Der Atalanda-Geschäftsführer Roman Heimbold kündigte denn auch Verbesserungen bei der Darstellung im Internet an, zudem sollen zusätzliche Services in die Online-Präsentation integriert werden können. Zugleich konnte Heimbold auch auf steigende Google-Klickzahlen für das Portal von „Online City Wuppertal“ verweisen.

Nicht alle Händler zeigten sich nach dem Start des Online-Portals von dem Projekt angetan, einige sprangen wieder ab, weil die Umsatzeffekte durch die Internetpräsenz nicht so stark waren wie erhofft. Dabei geblieben und weiter dabei bleiben will allerdings Mike Neeb, Inhaber von „Futterbuddy“ aus Vohwinkel. Er ist seit Ende 2015 auf „Online City Wuppertal“ vertreten und kann etwa 2400 Produkte rund um Tierfutter und –bedarf liefern. Erst in den vergangenen anderthalb Jahren habe es nennenswertere Umsätze gegeben, die durch das Projekt generiert wurden, sagte er gegenüber der WZ.

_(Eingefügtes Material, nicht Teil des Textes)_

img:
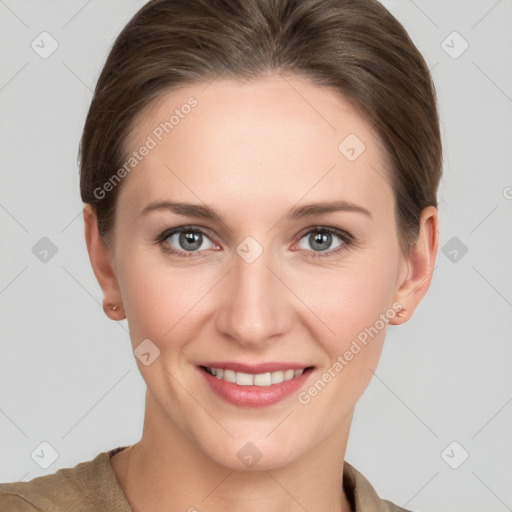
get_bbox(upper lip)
[199,361,311,374]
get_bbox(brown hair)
[80,0,442,251]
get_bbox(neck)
[111,395,352,512]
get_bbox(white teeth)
[207,368,304,387]
[233,372,254,386]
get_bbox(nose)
[216,246,292,349]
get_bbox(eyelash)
[154,226,356,259]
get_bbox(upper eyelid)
[159,224,354,245]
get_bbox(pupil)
[180,231,201,251]
[311,233,332,250]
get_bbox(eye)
[156,226,216,258]
[299,226,354,258]
[155,226,355,259]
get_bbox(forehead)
[119,75,392,220]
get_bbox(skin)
[84,75,438,512]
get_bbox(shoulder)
[0,452,128,512]
[343,461,412,512]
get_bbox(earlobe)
[390,206,439,325]
[83,204,125,320]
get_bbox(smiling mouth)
[200,366,314,387]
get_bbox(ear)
[389,206,439,325]
[83,204,125,320]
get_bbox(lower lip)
[198,367,313,407]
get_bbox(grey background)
[0,0,512,512]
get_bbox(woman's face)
[97,76,420,469]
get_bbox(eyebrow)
[140,201,372,226]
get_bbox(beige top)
[0,446,411,512]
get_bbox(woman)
[0,0,441,512]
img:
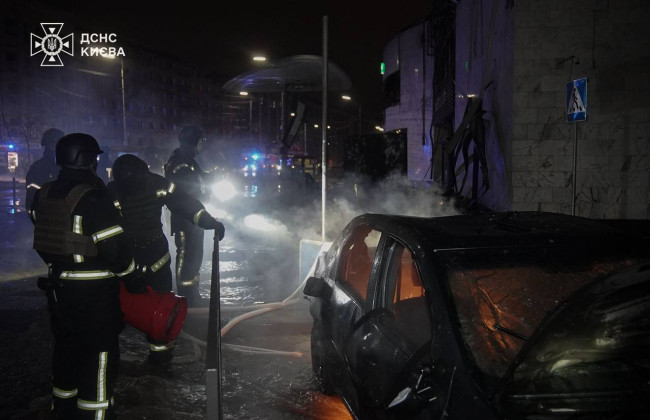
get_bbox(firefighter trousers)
[49,285,123,419]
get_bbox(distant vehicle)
[304,212,650,419]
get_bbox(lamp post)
[102,54,128,146]
[120,57,128,146]
[341,95,361,137]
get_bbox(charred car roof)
[357,212,650,251]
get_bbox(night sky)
[46,0,433,116]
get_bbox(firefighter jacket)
[29,168,135,285]
[25,150,59,210]
[108,173,206,272]
[164,148,210,234]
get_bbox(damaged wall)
[384,22,433,181]
[454,0,514,210]
[385,0,650,219]
[504,0,650,219]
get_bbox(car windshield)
[439,248,634,383]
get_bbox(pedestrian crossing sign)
[566,77,587,122]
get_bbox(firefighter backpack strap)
[65,184,97,257]
[33,182,70,255]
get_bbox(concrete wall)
[454,0,518,210]
[384,23,433,181]
[512,0,650,219]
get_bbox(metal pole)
[359,105,361,137]
[321,16,327,242]
[205,230,223,420]
[11,175,17,209]
[571,123,578,216]
[120,58,127,146]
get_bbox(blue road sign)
[566,77,587,122]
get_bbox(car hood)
[497,264,650,414]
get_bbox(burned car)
[304,212,650,419]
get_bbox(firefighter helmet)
[41,128,64,149]
[178,125,204,146]
[113,153,149,184]
[56,133,104,169]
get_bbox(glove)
[199,213,226,241]
[122,270,147,294]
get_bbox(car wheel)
[311,327,336,395]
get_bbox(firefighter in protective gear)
[164,126,209,305]
[108,154,224,367]
[25,128,63,210]
[29,133,137,419]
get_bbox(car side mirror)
[302,277,332,299]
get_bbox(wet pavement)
[0,178,350,420]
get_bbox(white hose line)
[181,244,330,357]
[180,331,304,357]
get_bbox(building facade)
[384,0,650,219]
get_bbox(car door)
[345,239,431,408]
[496,264,650,419]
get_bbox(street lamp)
[341,95,361,137]
[102,54,128,146]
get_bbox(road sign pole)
[571,124,578,216]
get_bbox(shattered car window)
[444,249,632,378]
[337,226,381,302]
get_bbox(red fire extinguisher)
[120,282,187,342]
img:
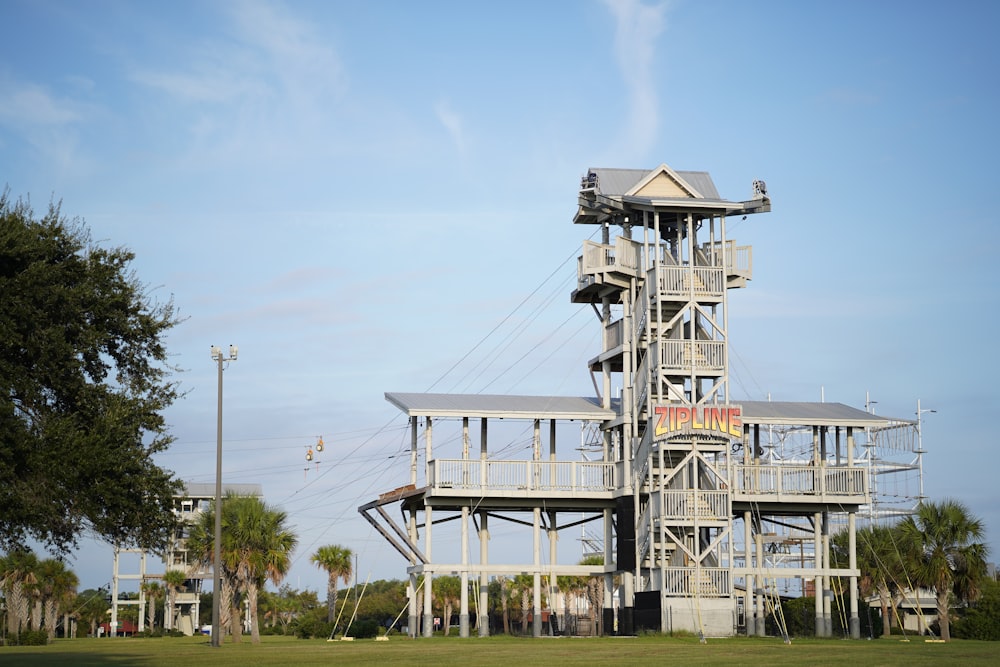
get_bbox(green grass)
[0,636,1000,667]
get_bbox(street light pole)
[212,345,238,647]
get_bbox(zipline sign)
[652,405,743,440]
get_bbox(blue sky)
[0,0,1000,590]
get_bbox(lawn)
[0,636,1000,667]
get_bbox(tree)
[163,570,187,630]
[310,544,354,623]
[140,573,165,632]
[433,575,462,637]
[36,558,80,641]
[73,588,110,637]
[951,577,1000,641]
[0,191,180,553]
[899,500,988,641]
[187,493,298,643]
[0,549,38,637]
[831,525,907,637]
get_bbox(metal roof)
[177,482,263,498]
[385,392,615,421]
[734,401,916,428]
[590,169,722,201]
[385,392,915,428]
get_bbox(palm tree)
[497,574,510,635]
[310,544,354,623]
[831,525,906,637]
[187,493,298,643]
[434,575,462,637]
[141,581,163,632]
[73,588,108,637]
[514,574,535,635]
[580,554,604,636]
[35,558,80,641]
[899,500,988,641]
[229,496,298,644]
[163,570,187,630]
[0,549,38,637]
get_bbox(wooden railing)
[663,567,732,597]
[660,489,732,521]
[733,464,868,496]
[427,459,616,493]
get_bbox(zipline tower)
[368,165,919,638]
[572,164,771,632]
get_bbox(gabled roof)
[734,401,915,428]
[624,164,714,199]
[589,164,720,199]
[385,392,615,421]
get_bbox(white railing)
[660,266,726,298]
[733,464,868,496]
[660,489,732,520]
[658,340,726,373]
[604,320,625,352]
[701,241,753,278]
[428,459,616,492]
[663,567,732,597]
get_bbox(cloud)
[604,0,667,159]
[434,100,465,154]
[0,79,83,129]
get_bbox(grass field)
[0,636,1000,667]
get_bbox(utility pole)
[212,345,239,648]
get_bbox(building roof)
[590,167,722,200]
[385,392,909,428]
[178,482,264,498]
[735,401,915,428]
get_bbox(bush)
[7,630,49,646]
[292,616,333,639]
[350,620,379,639]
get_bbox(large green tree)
[899,500,988,641]
[310,544,354,623]
[0,549,38,637]
[36,558,80,641]
[0,191,180,553]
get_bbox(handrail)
[428,459,617,492]
[732,464,868,496]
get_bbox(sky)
[0,0,1000,591]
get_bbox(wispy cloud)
[434,100,465,154]
[0,76,96,170]
[604,0,667,158]
[0,79,81,128]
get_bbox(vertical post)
[460,508,469,639]
[847,512,861,639]
[212,348,222,648]
[476,516,490,637]
[424,508,434,637]
[813,512,826,637]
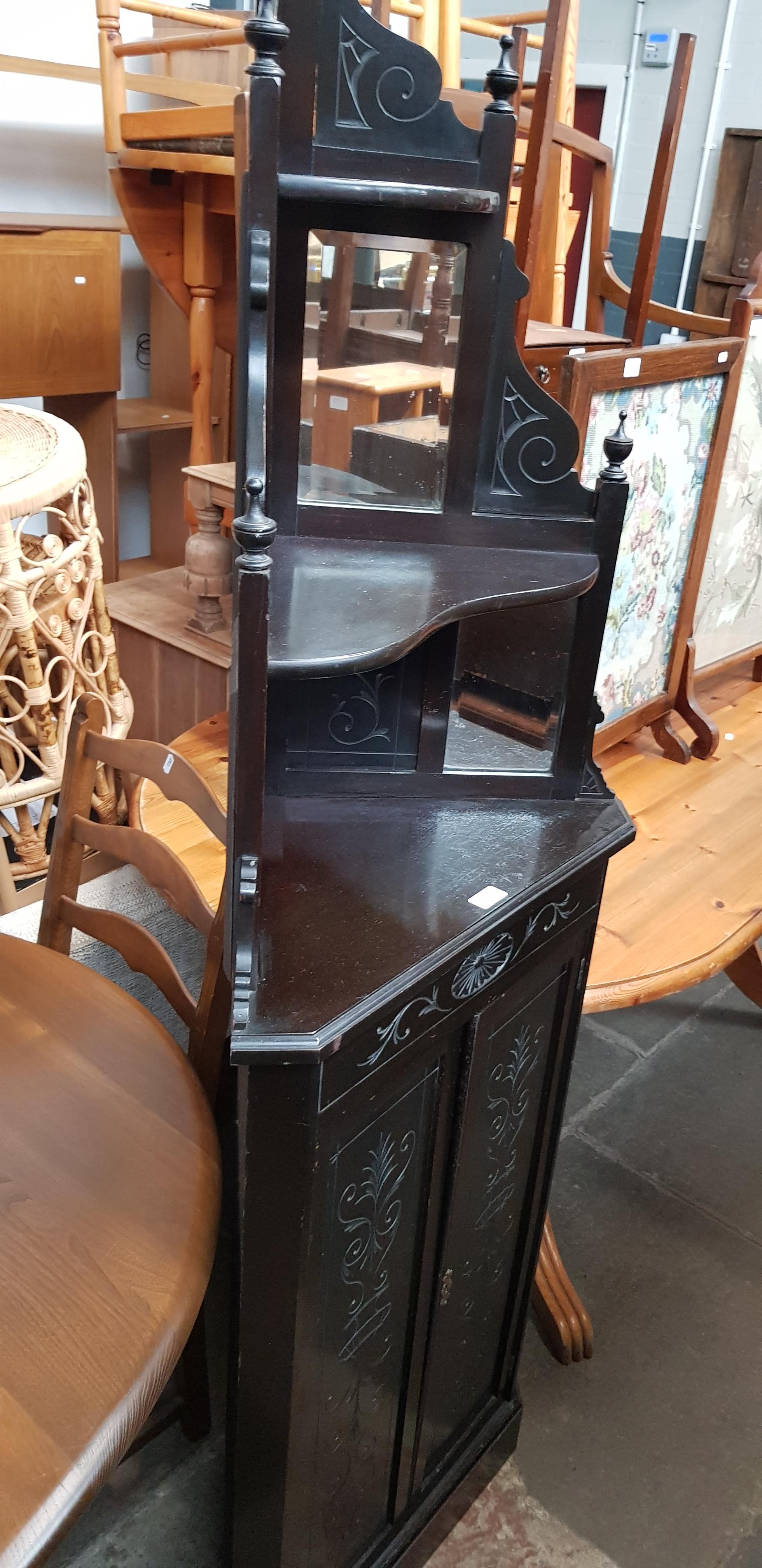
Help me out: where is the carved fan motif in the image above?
[315,0,480,163]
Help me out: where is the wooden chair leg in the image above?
[531,1214,592,1366]
[724,942,762,1007]
[651,715,690,762]
[531,1258,572,1367]
[180,1303,211,1442]
[542,1214,592,1361]
[674,637,720,761]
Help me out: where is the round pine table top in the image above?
[0,934,220,1568]
[140,679,762,1013]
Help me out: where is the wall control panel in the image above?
[643,27,677,66]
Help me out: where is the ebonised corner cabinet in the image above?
[227,0,633,1568]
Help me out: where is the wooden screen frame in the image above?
[560,337,745,762]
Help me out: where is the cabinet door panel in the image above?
[416,969,566,1483]
[299,1066,439,1568]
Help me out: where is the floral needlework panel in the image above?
[693,334,762,668]
[582,376,724,720]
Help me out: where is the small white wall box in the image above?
[643,27,677,66]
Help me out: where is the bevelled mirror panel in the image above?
[298,231,466,511]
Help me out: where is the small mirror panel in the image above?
[298,231,466,511]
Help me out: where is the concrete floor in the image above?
[52,975,762,1568]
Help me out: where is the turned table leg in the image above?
[531,1214,592,1366]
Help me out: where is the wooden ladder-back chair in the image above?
[38,698,231,1444]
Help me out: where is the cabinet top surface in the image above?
[241,798,632,1050]
[262,535,598,676]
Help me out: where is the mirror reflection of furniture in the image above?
[0,213,124,582]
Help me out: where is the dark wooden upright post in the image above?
[227,0,288,1033]
[420,240,458,365]
[555,412,632,796]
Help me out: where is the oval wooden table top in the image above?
[0,934,220,1568]
[140,677,762,1013]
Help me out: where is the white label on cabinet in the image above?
[469,887,508,910]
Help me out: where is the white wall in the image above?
[463,0,762,240]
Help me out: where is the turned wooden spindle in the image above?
[185,500,232,635]
[420,242,458,365]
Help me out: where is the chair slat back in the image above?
[38,698,231,1101]
[72,817,215,938]
[58,894,196,1029]
[85,729,227,844]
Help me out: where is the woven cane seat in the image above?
[0,404,88,522]
[0,404,132,898]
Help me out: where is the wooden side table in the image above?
[0,213,126,582]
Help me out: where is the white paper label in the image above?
[469,887,508,910]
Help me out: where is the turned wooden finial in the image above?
[601,409,632,485]
[232,478,278,568]
[484,33,519,114]
[243,0,288,77]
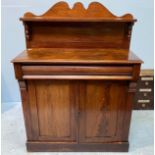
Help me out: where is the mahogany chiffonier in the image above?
[12,2,142,152]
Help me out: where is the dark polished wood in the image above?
[12,2,142,152]
[133,69,154,110]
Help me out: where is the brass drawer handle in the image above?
[141,77,153,81]
[138,100,150,103]
[139,88,152,92]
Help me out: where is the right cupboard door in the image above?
[79,81,128,143]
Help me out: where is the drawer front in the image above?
[22,65,133,80]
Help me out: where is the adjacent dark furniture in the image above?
[133,69,154,110]
[12,2,142,152]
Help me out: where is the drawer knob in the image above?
[145,81,149,86]
[144,93,147,96]
[138,100,150,103]
[139,88,152,92]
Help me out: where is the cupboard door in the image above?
[79,81,128,142]
[28,80,76,141]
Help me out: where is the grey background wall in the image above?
[1,0,154,109]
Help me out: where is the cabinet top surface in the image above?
[12,48,142,64]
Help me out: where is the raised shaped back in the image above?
[20,2,136,50]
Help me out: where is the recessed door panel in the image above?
[29,80,76,141]
[79,81,127,142]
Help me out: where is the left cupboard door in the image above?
[27,80,77,142]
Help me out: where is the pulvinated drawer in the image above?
[22,65,134,80]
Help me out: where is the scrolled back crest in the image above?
[22,2,134,20]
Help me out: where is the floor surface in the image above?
[1,105,154,155]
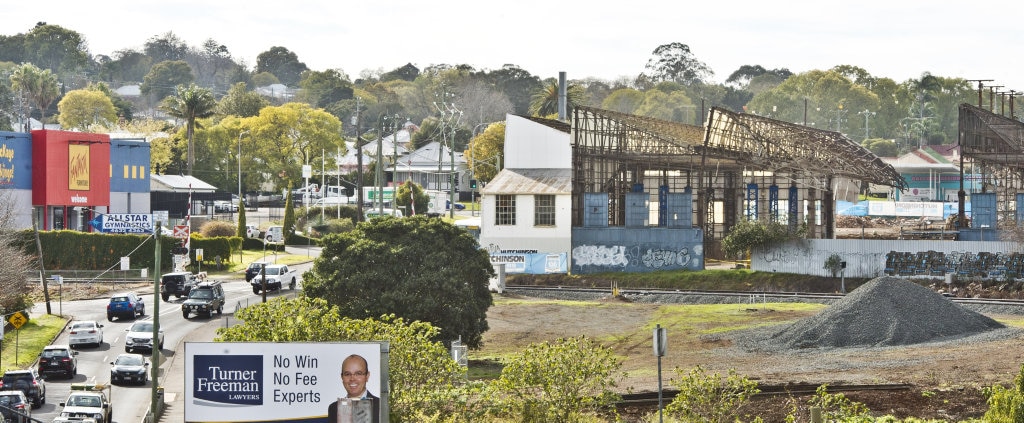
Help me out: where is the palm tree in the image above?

Gleichwohl sei der finanzielle Effekt für ihn eher ein „Zubrot“. Dennoch führe an einer digitalen Vermarktungsplattform kein Weg vorbei: „Das öffnet einem die Tür!“ Das Projekt schaffe die Strukturen, um im Netz auffindbar zu sein und neue Kunden anzulocken. Um die Vermarktung effektiv zu gestalten, müsse man aber viel „aus eigener Hand“ machen, betonte Neeb.